Logo Bloomberg Technoz

"Karena secara psikologis, selama tren kenaikan belum ada tanda yang jelas untuk berbalik arah, maka potensi ke 8000 bisa terjadi," ujar dia.

Pada jumat saat mengakhiri perdagangan Indeks di pasar Bursa Efek Indonesia (BEI)  menembus level 7.754,47 meski pada Senin (9/9/2024)  kembali melemah 0,25% dan 19,1 poin.

Namun pasar saham Indonesia telah menikmati kenaikan kapitalisasi pasar Rp103 triliun (0,78%) dalam sepekan terakhir, per Jumat lalu sehingga sempat menorehkan angka Rp13.217 triliun, meski nilai perdagangan harian turun 70% kembali ke level Rp10,69 triliun.

Sukarno  kembali mewaspadai ada kemungkinan sentimen geopolitik yang kembali memanas, termasuk data-data ekonomi domestik dan potensi pelemhan daya beli juga ekonomi. Variabel tersebut bisa membatalkan rekor bullish IHSG tersebut.

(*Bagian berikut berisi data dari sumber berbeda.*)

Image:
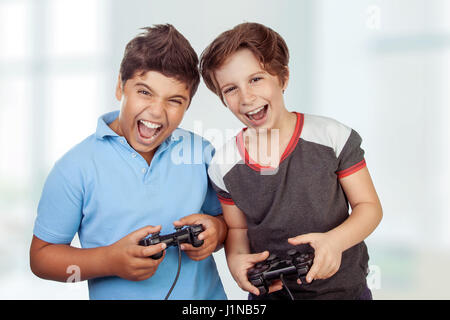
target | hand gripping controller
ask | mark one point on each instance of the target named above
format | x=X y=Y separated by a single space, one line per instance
x=263 y=273
x=189 y=234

"Karena seperti yang kita ketahui, dalam tiga bulan terakhir kita mengalami deflasi. Data Indeks Manufacturing kita juga dalam zona kontraksi."

'September Suram'

Head of Research Ciptadana Sekuritas Arief Budiman turut mewanti-wanti risiko di balik pergerakan indeks belakangan ini. Arief sejatinya memiliki target IHSG di level 7.750 setelah indeks sebelumnya berkali-kali mencetak rekor tertinggi dalam sejarah . Namun, target 7.750 itu baru saja terlewati. 

Dia menggarisbawahi jika pergerakan IHSG tidak pernah mulus selama September. "Selama sepuluh tahun terakhir, IHSG hanya naik tiga kali di bulan September dan tujuh kali turun, dengan rata-rata penurunan 1,85%," ujar Arief dalam risetnya.

Baca Juga: Bitcoin dan September Kurang Bersahabat

Jika dirata-ratakan IHSG memang tercatat melemah dan merah 1,62% selama perdagangan saham di September, menurut data yang dikumpulkan Arief.

Secara historis, berdasarkan data Bloomberg, pada September 2020 menggambarkan IHSG tertekan amat dalam ambles mencapai 7,03%, sekaligus menjadikan tren negatif secara beruntun dalam 3 tahun perdagangan.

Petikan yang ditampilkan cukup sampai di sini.